二胡


常常在听《二泉映月》的时候慨叹,这几乎是为演绎忧伤而作的乐器,如泣如诉的音色,犹如对着寒蝉古月的呜咽,闭上眼,仿佛就能想象演奏者的九曲回肠,我觉得二胡并不适用于与其他的乐器和声,它太特立独行了,仿佛天生的孤独者,即便似有愁苦也只供自己研磨酝酿,来来回回间就能让你潸然泪下。它司职对忧伤进行加工,对于深知雅意的演奏者或者听者来说,它的效果能翻上若干倍,当然,嚎啕大哭者并不会喜欢它,因为它含蓄,适合“一吟双泪流”的意境而非呜呼哀哉的释放,虽然能达闻者伤心的境界,却不致捶胸顿足的后果。当然,各花入各眼,有人鼓捣什么“钢琴与二胡的缠绵”,在我看来纯粹是李逵戴花的恶搞;自然也有所谓的行家用二胡演奏所谓欢快的曲子,但是细细听来,就仿佛葬礼上的欢笑,有一种诡异的言不由衷。
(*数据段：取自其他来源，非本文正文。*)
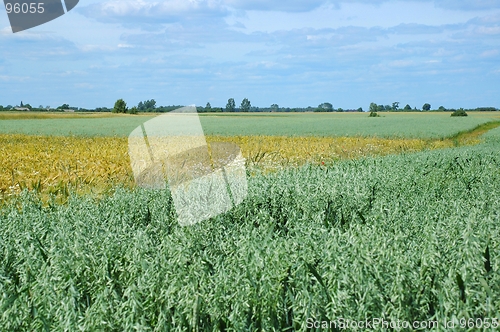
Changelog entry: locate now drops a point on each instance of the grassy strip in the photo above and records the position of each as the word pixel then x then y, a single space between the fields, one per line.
pixel 467 137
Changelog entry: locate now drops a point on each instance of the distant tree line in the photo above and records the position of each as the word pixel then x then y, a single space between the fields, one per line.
pixel 149 106
pixel 425 108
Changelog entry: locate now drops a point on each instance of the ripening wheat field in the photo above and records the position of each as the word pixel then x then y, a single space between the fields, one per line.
pixel 357 228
记得孩提时,爷爷便常常于黄昏时候拖过一把椅子,挽起二胡,到宿舍楼的西南角僻静处拉一曲,适时晚霞满天,夕阳西下,对着残旧的宿舍楼的墙廓,我依稀只能看见爷爷随着韵律摇晃的身影,风里微微颤动的发鬓,无例外地,他老人家最钟爱的一曲自然也是二泉映月,至于水准如何我没有资格批判,不过父亲每常提起都说:“和磁带里的一摸一样!”
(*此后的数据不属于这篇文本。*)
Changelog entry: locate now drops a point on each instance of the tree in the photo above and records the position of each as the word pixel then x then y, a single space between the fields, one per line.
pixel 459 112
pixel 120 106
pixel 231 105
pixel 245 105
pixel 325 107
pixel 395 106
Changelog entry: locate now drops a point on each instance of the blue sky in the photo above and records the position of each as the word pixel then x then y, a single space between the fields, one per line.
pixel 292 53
作为传统的家长,爷爷的心事也少与伴侣子女分享,也许为了表示自己的强硬与隐忍,但人非草木要毫无块垒总不大可能,于是爷爷选择了气质寂寞深沉的二胡,用一种自以为能隐藏情绪的物事来排解自己的情绪,在我看来,他演奏的时候表情严肃,只是上半身的摇摆和嘴角的牵动在说明他内心的热烈……

他也喜欢在老家光线暗淡的屋子里,闲适地坐下来,用双手抖出山间淙淙流动的山泉和奔雷般的飞漈或者汹涌奔流的河川和漫天飞舞的花雨,起承转合之间,或舒缓或急遽,总教听者如醉。能用两根细细的弦让胸怀訇然大开,无论如何这都是一件神奇的事。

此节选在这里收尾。